1. You, for some odd reason, can tell what car is driving by just because you heard it 

I have been able to guess correctly almost every car that has driven past me just by the sound of it. It gets funnier when I can tell you exactly whose car it is. There comes a time where you learn every cars sound in your neighborhood and can confidently say, "Oh Laura is leaving for work."

2. Hanging out while people are working on cars never gets boring 

The willingness to learn everything about the cars your friends are working on is endless. You want to know everything because having that knowledge seems useful to you. It is also really cool to see the different things all of your friends do with their cars. Literally, no two cars are the same.

3. You get excited about stupid things that nobody understands 

I remember when my boyfriend got gaskets in the mail for a car he has been working on for years and I cannot explain the excitement I felt when he said they arrived. I remember getting so excited when that same car started for the first time. There are so many little things that mean so much to someone who likes cars.

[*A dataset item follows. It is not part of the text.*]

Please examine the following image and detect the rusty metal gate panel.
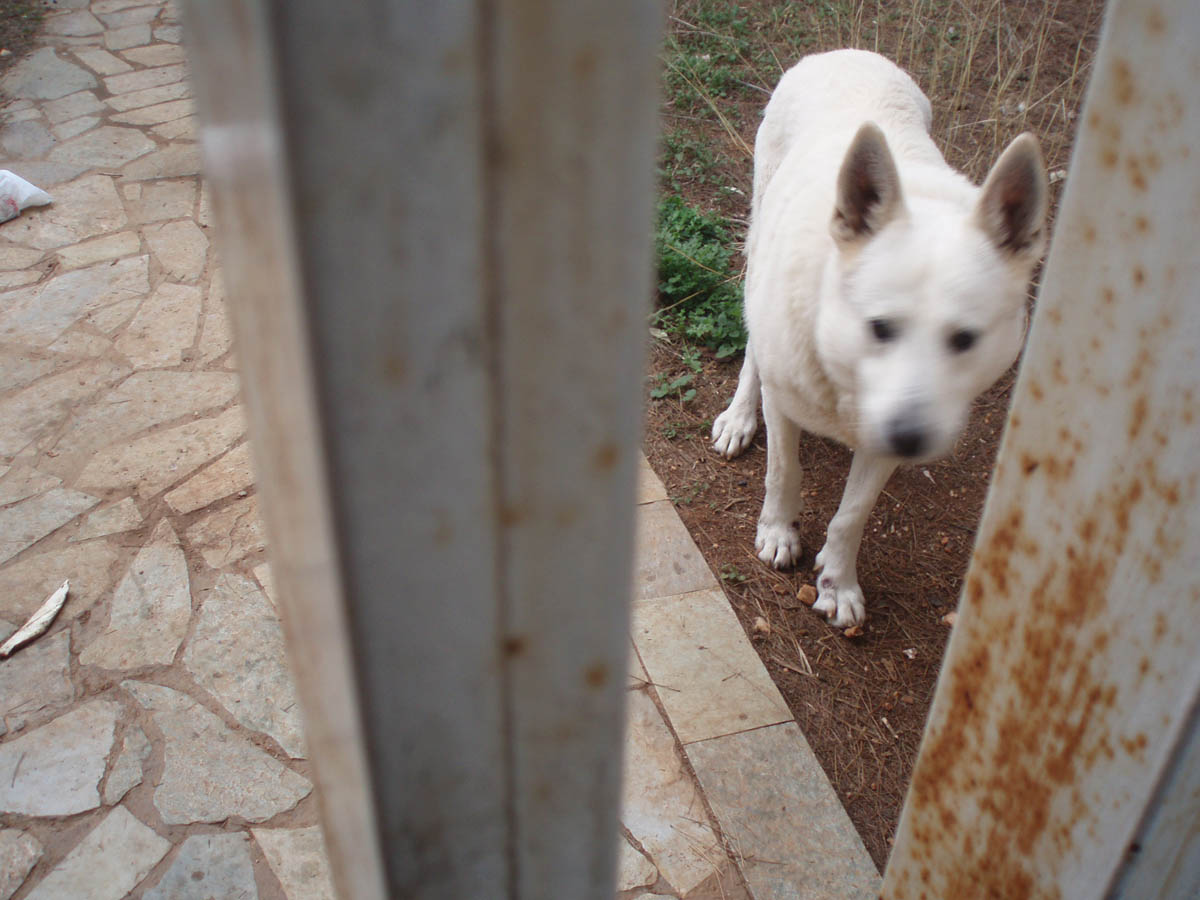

4. Friends always come to you when something is wrong with their car 

I can't fix it, but I can surely tell you what I think is wrong. I had a roommate last year and her car was making this awful noise and I told her that it was a probably a belt that had gone bad and later that day she called me from a shop and said that I was completely right.

5. Dad's love you 

Not many girls can keep up a conversation about cars but I know I sure can and dads LOVE it. They will talk my ear off because their daughters don't care and I know exactly what questions to ask. They also love me because they know I will watch out for their kids' cars.

6. You actually enjoy reading news about cars 

I can't tell you how much pointless news I know about cars just because I like to check up on things that are being released and I also like reading reviews.

7. You have that one dream car that everyone thinks is obnoxious 

I cannot tell you how many times I have bookmarked a car that I have wanted. I have always dreamed of getting and building my own car one day and hopefully being able to race it!

8. You don't know everything, but you want to 

I could tell you exactly how much boost my boyfriend's Saab can produce but honestly, I can't tell you what a radiator looks like. There are some things I have learned and so many things I still have to learn.

The most exciting things about cars is that they are always changing and you never know what is going to come with the next one that comes out.